Hi,
Couple of comments on this.
What you're proposing is difficult to do at scale and would require some
type of Paxos style algorithm for the update only if different - it would
be easier in that case to just go ahead and do the update.
Also, it seems like a conflation of concerns - in an event sourcing model,
we save the immutable event, and represent current state in another,
separate data structure. Perhaps cassandra would work well here - that
data model night provide what you're looking for out of the box.
Just as I don't recommend people use data stores as queuing mechanisms, I
also recommend not using a queuing mechanism as a primary datastore - mixed
semantics.
--
*Colin*
+1 612 859-6129
On Mon, Jan 5, 2015 at 4:47 AM, Daniel Schierbeck
daniel.schierb...@gmail.com wrote:
I'm trying to design a system that uses Kafka as its primary data store by
persisting immutable events into a topic and keeping a secondary index in
another data store. The secondary index would store the entities. Each
event would pertain to some entity, e.g. a user, and those entities are
stored in an easily queriable way.
Kafka seems well suited for this, but there's one thing I'm having problems
with. I cannot guarantee that only one process writes events about an
entity, which makes the design vulnerable to integrity issues.

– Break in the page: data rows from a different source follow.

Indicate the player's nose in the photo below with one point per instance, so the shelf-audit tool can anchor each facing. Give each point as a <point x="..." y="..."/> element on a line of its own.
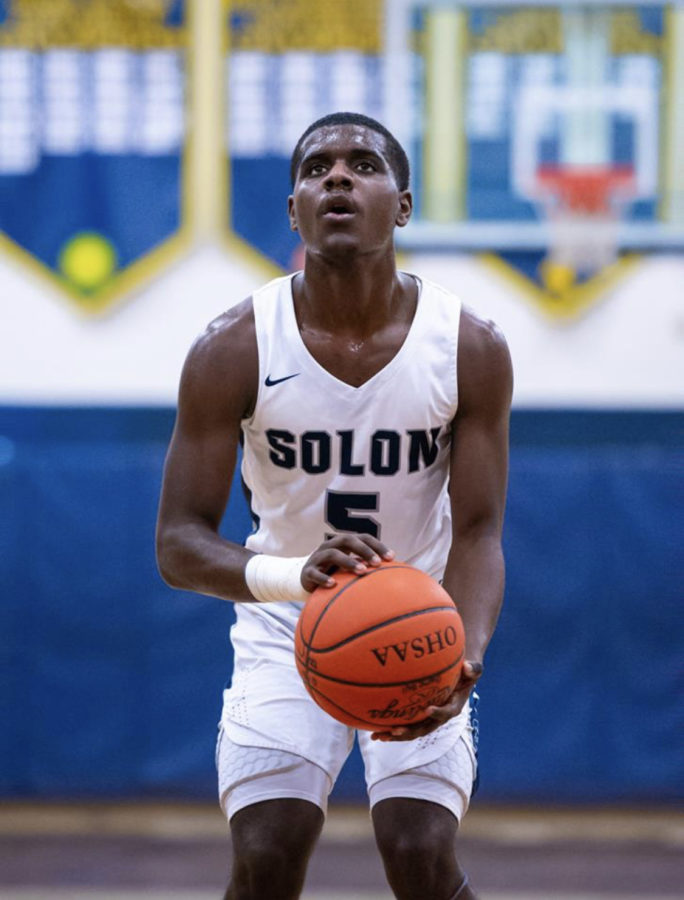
<point x="339" y="174"/>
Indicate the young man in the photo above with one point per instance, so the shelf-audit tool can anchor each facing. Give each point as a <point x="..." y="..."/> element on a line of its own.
<point x="373" y="410"/>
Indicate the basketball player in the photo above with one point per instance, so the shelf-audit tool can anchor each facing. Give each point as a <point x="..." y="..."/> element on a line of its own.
<point x="373" y="412"/>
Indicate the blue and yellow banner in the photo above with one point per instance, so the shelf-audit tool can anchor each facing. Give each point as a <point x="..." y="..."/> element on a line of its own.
<point x="93" y="126"/>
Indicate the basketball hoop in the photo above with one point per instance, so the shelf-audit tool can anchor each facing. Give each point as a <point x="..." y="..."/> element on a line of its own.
<point x="583" y="206"/>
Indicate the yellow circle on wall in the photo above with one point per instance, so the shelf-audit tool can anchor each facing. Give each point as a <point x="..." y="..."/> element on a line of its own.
<point x="88" y="260"/>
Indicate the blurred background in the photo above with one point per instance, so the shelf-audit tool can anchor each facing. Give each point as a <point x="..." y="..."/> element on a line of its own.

For example, say that a user can have multiple email addresses assigned,
and the EmailAddressRemoved event is published when the user removes one.

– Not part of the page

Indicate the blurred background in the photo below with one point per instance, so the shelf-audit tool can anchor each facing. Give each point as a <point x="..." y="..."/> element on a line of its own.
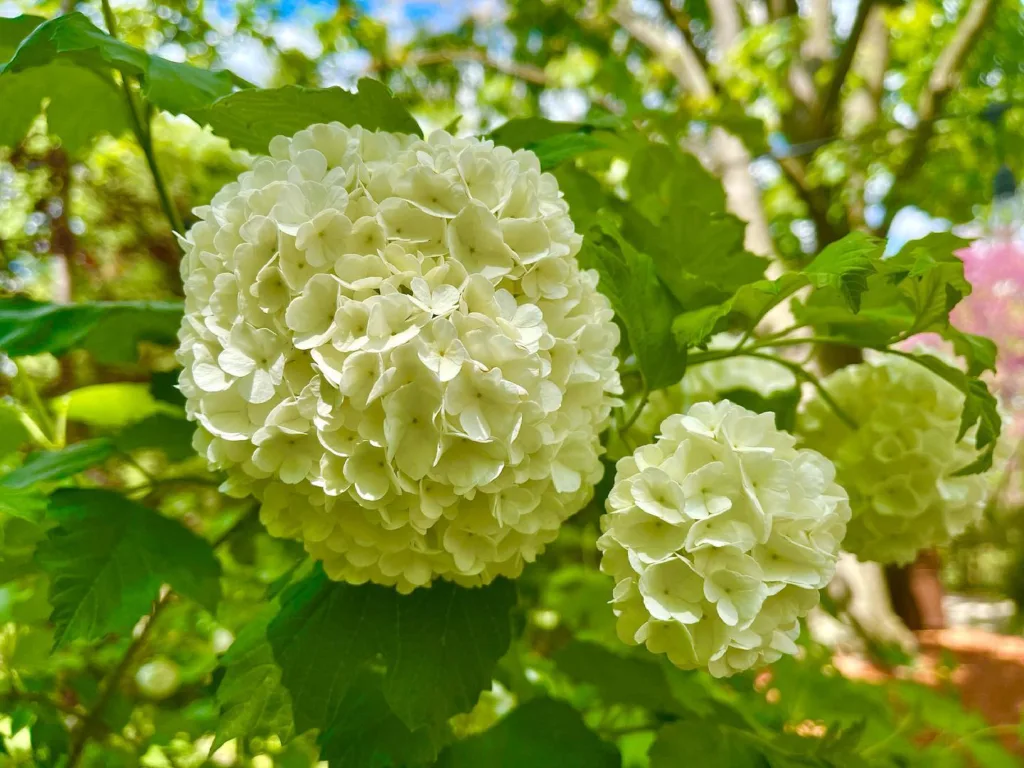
<point x="820" y="117"/>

There's an integrity constraint, though: every user MUST have at least one
email address. As far as I can see, there's no way to stop two separate
processes from looking up a user entity, seeing that there are two email
addresses assigned, and each publish an event. The end result would violate
the contraint.
If I'm wrong in saying that this isn't possible I'd love some feedback!

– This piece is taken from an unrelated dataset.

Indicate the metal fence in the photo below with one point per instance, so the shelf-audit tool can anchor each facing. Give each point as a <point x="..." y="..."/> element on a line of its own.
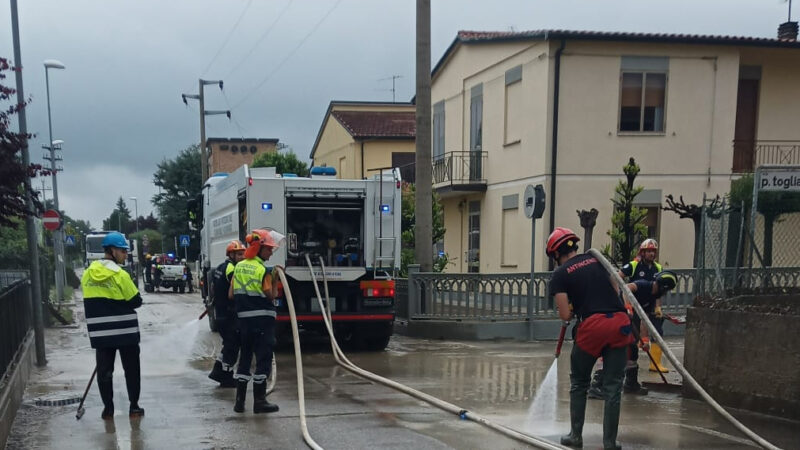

My current thinking is that Kafka could relatively easily support this kind
of application with a small additional API. Kafka already has the abstract
notion of entities through its key-based retention policy. If the produce
API was modified in order to allow an integer OffsetConstraint, the
following algorithm could determine whether the request should proceed:
1. For every key seen, keep track of the offset of the latest message
referencing the key.
2. When an OffsetContraint is specified in the produce API call, compare
that value with the latest offset for the message key.
2.1. If they're identical, allow the operation to continue.
2.2. If they're not identical, fail with some OptimisticLockingFailure.
Would such a feature be completely out of scope for Kafka?
Best regards,
Daniel Schierbeck